By this metric, Houlihan Lokey, Inc. (HLI) is the more undervalued stock at a PEG of 1. 26x versus Evercore Inc. 's 1. 57x. A PEG below 1. 5 suggests fair-to-attractive pricing relative to expected growth. On forward earnings alone, Lazard Ltd (LAZ) trades at 16. 2x forward P/E versus 21. 1x for Moelis & Company — 4. 9x cheaper on a one-year earnings basis. Analyst consensus price targets imply the most upside for HLI: 22. 5% to $188. 00.
08Which pays a better dividend — HYAC or LAZ or EVR or MC or HLI?
In this comparison, MC (4.
1% yield), LAZ (3. 8% yield), HLI (1. 6% yield), EVR (1. 0% yield) pay a dividend. HYAC does not pay a meaningful dividend and should not be held primarily for income.
09Is HYAC or LAZ or EVR or MC or HLI better for a retirement portfolio?
For long-horizon retirement investors, Houlihan Lokey, Inc.
(HLI) is the stronger choice — it scores higher on the combination of lower volatility, dividend reliability, and long-term compounding (low volatility (β 0. 87), 1. 6% yield, +601. 0% 10Y return). Lazard Ltd (LAZ) carries a higher beta of 1. 78 — meaning larger drawdowns in market downturns, which matters significantly when you cannot wait years for a recovery. Both have compounded well over 10 years (HLI: +601. 0%, LAZ: +105. 3%), confirming both are viable long-term holds — but the lower-volatility option typically results in less emotional selling during corrections. Retirement portfolios generally favour predictability over maximum returns. Consult a financial advisor before making allocation decisions.
10What are the main differences between HYAC and LAZ and EVR and MC and HLI?
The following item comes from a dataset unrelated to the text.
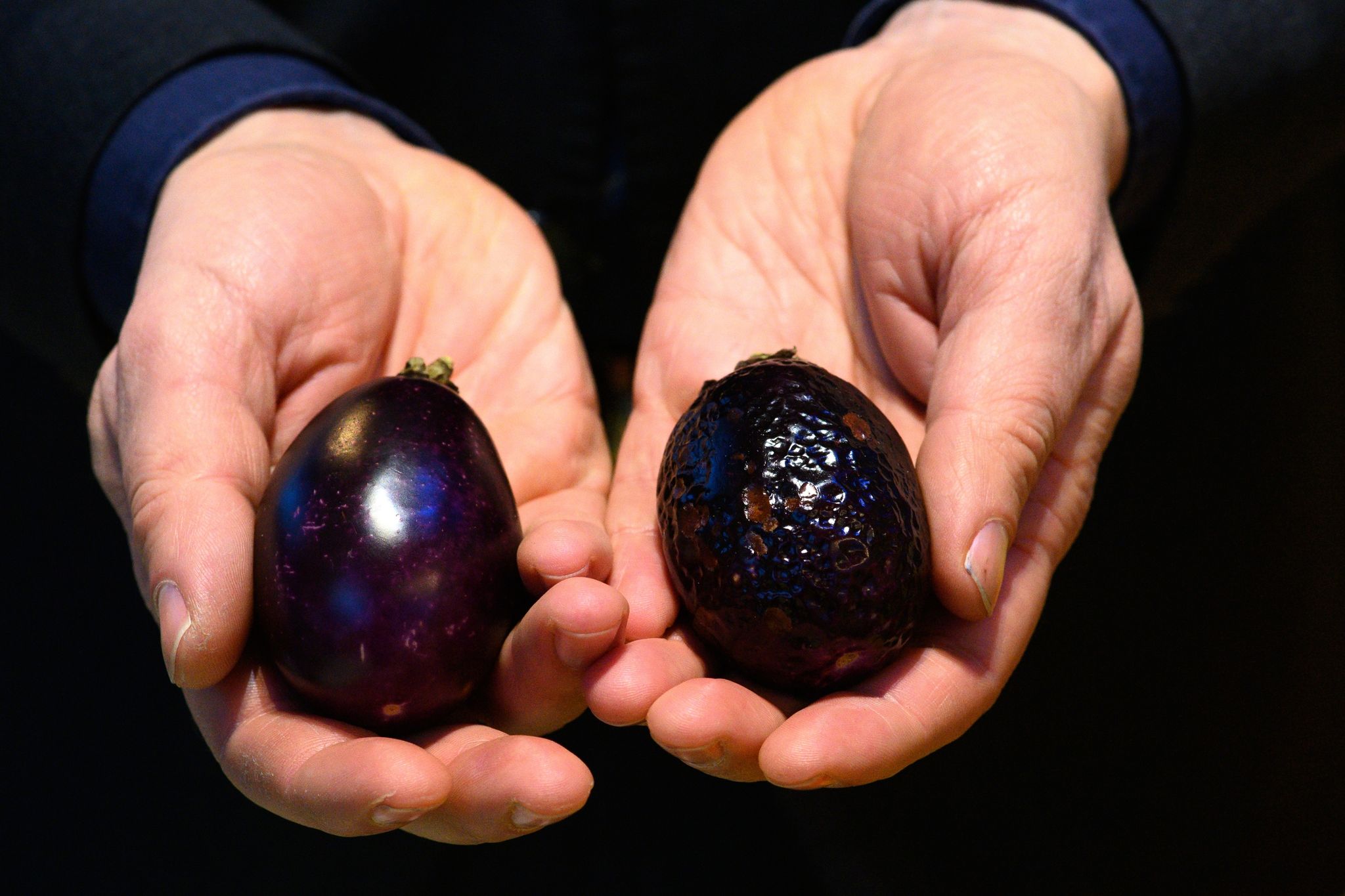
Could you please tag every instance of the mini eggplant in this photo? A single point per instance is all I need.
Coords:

Both stocks operate in the Financial Services sector, making this a peer-level intra-sector comparison — the same macro tailwinds and headwinds will affect both.
In terms of investment character: HYAC is a small-cap quality compounder stock; LAZ is a small-cap income-oriented stock; EVR is a mid-cap high-growth stock; MC is a small-cap high-growth stock; HLI is a mid-cap high-growth stock. LAZ, EVR, MC, HLI pay a dividend while HYAC does not, making them suitable for different income and tax situations. These fundamental differences mean investors should not choose between them on a single metric — the "better stock" depends entirely on which of these characteristics aligns with your investment strategy.